Опираясь на локти, запыхавшись, как молодой пес, я пытаюсь отряхнуться от видений и грешных мыслей, забыть о поражениях. В пепельно-сером сумраке утра вижу маму и сестру, убеждаюсь, что они спят, и, следовательно, не стали свидетелями моих ужасов и кошмаров, значит, я ни словом, ни движением себя не выдал. Вечность и смерть, таинство времени по-прежнему стояли передо мной, непостижимые и непобежденные. Время в темной скорлупке ночи и утренних сумерек конденсируется и сгущается, как молоко, а я наивно пытаюсь их рассмотреть, проснувшись, и обнаруживаю лишь глубокое молчание в сумраке расплывшихся вещей, присутствующих своим удельным весом, остановленный маятник в сердце вещей, придавленных забвением, можно сказать, несуществующих, тягостно и сурово сведенных к пятнам, окруженным лиловым ореолом. Картины на стене, под стеклом, ангел-хранитель над нашей кроватью, комоды, зев пустой вазы: все это теперь огромная, тяжкая пустота без смысла, и даже без сна, потому что в сумраке едва просматривается место, где они находятся, и я только догадываюсь о них по воспоминанию, вчерашнему, но словно бы очень давнему. И пока присутствие мамы и сестры я ощущаю как жизнь, хотя не слышу их дыхания, до тех пор смерть вещей той ночью я ощущаю почти тактильно, с болезненной тяжестью, потому что это еще одно доказательство существования смерти, и я свою смерть начинаю отождествлять с забвением, в которое погружаются вещи по ночам, меня пробирает дрожь скорби о судьбе мира.
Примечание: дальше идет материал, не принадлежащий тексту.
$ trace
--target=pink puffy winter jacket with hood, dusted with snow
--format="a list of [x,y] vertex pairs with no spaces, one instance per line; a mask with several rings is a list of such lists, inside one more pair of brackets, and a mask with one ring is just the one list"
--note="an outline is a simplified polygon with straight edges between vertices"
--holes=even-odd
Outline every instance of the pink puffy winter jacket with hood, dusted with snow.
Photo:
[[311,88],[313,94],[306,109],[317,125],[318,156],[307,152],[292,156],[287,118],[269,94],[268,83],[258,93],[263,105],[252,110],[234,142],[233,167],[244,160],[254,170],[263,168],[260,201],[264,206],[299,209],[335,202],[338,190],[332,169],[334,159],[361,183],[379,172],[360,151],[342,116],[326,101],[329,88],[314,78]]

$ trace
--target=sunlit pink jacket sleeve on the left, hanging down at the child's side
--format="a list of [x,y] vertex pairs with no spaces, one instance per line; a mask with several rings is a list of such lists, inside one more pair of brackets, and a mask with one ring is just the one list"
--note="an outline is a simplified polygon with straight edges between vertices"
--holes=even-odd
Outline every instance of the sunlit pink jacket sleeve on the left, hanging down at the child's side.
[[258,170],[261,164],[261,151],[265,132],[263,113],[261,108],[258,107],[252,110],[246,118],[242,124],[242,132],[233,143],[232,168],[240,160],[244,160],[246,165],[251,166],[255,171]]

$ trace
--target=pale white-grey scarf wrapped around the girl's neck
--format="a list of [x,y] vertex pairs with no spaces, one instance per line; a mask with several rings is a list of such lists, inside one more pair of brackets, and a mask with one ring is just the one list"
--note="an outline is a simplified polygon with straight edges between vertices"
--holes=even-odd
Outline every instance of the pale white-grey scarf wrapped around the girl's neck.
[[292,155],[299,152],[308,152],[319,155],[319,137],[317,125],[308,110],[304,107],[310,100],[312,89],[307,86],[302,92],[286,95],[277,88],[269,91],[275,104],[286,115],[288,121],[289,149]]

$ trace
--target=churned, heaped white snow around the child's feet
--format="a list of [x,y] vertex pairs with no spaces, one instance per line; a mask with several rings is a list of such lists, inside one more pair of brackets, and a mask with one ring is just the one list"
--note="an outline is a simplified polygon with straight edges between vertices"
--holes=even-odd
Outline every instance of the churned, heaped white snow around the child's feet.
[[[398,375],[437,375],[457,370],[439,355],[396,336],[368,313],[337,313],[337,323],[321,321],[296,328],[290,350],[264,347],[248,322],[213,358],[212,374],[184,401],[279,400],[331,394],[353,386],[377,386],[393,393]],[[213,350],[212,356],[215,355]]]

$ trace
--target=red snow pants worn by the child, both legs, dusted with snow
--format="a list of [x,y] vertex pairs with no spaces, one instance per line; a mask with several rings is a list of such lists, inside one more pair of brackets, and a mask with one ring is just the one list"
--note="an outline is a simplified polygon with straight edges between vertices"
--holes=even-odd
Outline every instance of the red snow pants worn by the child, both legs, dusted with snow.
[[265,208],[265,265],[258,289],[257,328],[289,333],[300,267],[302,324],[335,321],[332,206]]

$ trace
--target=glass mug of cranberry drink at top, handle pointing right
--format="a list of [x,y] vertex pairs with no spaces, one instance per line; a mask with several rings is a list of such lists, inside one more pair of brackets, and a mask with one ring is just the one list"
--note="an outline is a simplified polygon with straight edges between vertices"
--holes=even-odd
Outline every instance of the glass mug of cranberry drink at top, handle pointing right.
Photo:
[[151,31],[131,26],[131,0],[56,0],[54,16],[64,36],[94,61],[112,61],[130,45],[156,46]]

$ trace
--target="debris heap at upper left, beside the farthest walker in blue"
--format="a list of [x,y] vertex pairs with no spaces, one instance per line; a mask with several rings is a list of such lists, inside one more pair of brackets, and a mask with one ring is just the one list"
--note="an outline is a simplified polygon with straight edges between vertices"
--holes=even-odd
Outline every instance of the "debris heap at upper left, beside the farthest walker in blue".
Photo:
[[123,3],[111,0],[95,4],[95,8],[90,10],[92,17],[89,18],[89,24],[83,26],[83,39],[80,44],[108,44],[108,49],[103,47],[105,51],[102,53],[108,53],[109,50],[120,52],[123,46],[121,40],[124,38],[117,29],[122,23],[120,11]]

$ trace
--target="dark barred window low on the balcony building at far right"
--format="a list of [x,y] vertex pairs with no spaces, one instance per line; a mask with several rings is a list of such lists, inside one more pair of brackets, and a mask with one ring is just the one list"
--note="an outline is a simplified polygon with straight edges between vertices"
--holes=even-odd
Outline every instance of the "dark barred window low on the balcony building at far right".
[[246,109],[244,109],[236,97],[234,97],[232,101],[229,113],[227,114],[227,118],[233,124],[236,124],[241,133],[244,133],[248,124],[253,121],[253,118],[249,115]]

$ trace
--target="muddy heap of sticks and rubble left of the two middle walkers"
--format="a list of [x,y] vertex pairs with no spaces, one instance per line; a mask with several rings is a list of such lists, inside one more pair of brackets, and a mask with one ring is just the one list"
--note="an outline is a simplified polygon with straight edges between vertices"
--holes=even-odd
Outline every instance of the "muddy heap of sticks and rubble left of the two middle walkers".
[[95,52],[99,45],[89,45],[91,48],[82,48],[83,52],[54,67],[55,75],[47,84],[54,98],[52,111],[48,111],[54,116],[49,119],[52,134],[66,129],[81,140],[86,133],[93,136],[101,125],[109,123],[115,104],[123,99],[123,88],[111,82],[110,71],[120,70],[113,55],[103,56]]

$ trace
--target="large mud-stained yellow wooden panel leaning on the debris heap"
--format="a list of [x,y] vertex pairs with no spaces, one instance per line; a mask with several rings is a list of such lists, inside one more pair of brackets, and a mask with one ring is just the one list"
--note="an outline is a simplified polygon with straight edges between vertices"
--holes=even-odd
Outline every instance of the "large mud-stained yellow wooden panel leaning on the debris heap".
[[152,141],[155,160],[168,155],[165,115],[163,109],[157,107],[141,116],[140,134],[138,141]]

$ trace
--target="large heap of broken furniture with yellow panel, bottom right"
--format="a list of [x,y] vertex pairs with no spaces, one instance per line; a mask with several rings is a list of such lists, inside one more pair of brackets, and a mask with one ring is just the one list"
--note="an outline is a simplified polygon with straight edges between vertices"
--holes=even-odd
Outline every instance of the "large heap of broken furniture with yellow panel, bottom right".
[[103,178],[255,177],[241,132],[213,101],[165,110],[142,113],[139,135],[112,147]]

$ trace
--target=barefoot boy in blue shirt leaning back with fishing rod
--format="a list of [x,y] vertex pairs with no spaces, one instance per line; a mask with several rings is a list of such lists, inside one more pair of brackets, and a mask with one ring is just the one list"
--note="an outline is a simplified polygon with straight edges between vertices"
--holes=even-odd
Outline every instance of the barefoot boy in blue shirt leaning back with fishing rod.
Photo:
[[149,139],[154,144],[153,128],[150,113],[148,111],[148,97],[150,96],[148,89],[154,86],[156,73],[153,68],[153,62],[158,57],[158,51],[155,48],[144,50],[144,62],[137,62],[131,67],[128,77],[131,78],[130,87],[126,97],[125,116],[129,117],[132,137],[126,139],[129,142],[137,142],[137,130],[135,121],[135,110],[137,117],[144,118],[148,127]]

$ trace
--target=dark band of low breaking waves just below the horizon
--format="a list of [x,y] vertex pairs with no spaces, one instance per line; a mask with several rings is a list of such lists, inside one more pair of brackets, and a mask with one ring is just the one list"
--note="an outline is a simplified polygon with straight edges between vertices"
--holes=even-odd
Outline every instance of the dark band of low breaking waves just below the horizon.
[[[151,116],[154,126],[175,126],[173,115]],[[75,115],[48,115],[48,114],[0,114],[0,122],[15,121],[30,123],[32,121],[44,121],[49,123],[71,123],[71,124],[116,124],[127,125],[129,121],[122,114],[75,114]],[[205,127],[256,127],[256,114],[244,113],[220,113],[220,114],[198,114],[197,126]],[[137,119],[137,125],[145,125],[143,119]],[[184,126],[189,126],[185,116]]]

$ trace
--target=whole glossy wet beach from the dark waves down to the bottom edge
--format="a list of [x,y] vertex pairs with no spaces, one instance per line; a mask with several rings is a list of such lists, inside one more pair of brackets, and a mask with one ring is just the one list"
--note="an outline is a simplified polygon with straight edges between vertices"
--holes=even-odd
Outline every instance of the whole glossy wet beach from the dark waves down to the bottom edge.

Как единственное утешение, как единственный знак победы над тленом мне является, сначала в виде звука, а потом легким металлическим блеском, маленькое круглое сердце будильника, который героически противостоит смерти, ночи и времени, и я пытаюсь его победу поднять до всеобщего триумфа, поместить его сердце в мертвое тело ночи, чтобы оживить ее и вознести над умилением и чувством поражения; я прислоняю ухо к резонирующей столешнице ночного столика и слышу, как она вибрирует, как бьется ее пульс под горлом, словно у ящерицы, напрягаю глаза, чтобы увидеть отдаленные последствия победы, и мне уже кажется, что я вижу оранжевый отблеск на крыльях ангела-хранителя, и, влекомый фантомами, раздуваю эту победу до всеобщего триумфа красок и света, наступающего со всех сторон, прорастающего крупными цветущими розами на платье Анны, висящем на дверце шкафа.

С приходом зари, сознавая победу, почти радостно застигнутый врасплох жизнью, пробуждающейся в вещах и во мне, я продолжаю смотреть свой настоящий и единственный сон, в котором нет ни сюрпризов, ни поражений.

Коллинз подбежал к столу, зажег лампу и поднес ее ближе. Тем временем Уэнтворт и Луиза подняли с пола мулатку. Ее глаза были закрыты, а дыхание слабело. Коллинз, держа лампу высоко над собой, осмотрел девушку. В руках она сжимала маленькую ампулу. На ее губах еще оставались крупинки порошка. (Глава XXXIII) «Ветер, ветер!» — закричали на палубе. «Наконец-то! — подумал радостно Уэнтворт. — Наконец-то, закончился штиль».